Japan considers cabinet level bicycle ministry

A non-partisan caucus of legislators in the Japanese Diet (Kokkan) are moving forward on the creation of a Ministry of Bicycle Promotion (自転車担当相設置を – Jitensha Tanto Sho).

Bicycle policy in Japan is determined by multiple agencies. The police establish the rules of the road, while the Ministry of Land, Infrastructure, Transport and Tourism governs infrastructure, and the National Public Safety Commission publishes yet another set of rules for bicycles. Bicycle users report confusing and often contradictory laws. The proposed Bicycle Ministry would bring Japan’s disparate efforts to promote and improve cycling under a single cabinet level executive office.

This legislative working group to promote bicycles is chaired by 68-year-old Justice Minister Sadakazu Tanigaki, an avid long-distance road cyclist. The draft proposal says the Minister of Bicycles should be a cyclist, and members of the working group are pushing Tanigaki to take the proposed post.

The draft proposal calls on the government to promote cycling as an effective means of transportation for the 2020 Tokyo Olympics.
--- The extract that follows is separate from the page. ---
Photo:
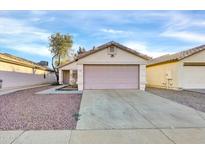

The new ministry, if accepted, would review and simplify existing traffic laws as they related to bicycling, and would be tasked with developing bicycle infrastructure such as cycle tracks and bicycle parking.

The working group will present their proposal to the government on Monday, October 28.

Via Aussie ex-pat Byron Kidd at Tokyo By Bike, who astutely notes the political culture of Japan encourages a cynical wait-and-see attitude and reminds readers: “Whatever eventuates you can rest assured that public consultation will never feature in the decision making process and that our voices will go unheard.”

The Japanese have a parliamentary form of government. The Cabinet of Japan forms the executive. The head of the Cabinet, the Prime Minister, is appointed by Japan’s bicameral legislative branch, the Kokkan. The members of the cabinet are, in turn, appointed by the Prime Minister. By convention, English speakers usually call Japan’s parliament the “Diet,” which is what we also call the old German legislative assemblies that they inherited from the Romans. Why German? Because of the heavy Prussian influence during the Meiji era, when Japan established its first modern constitution.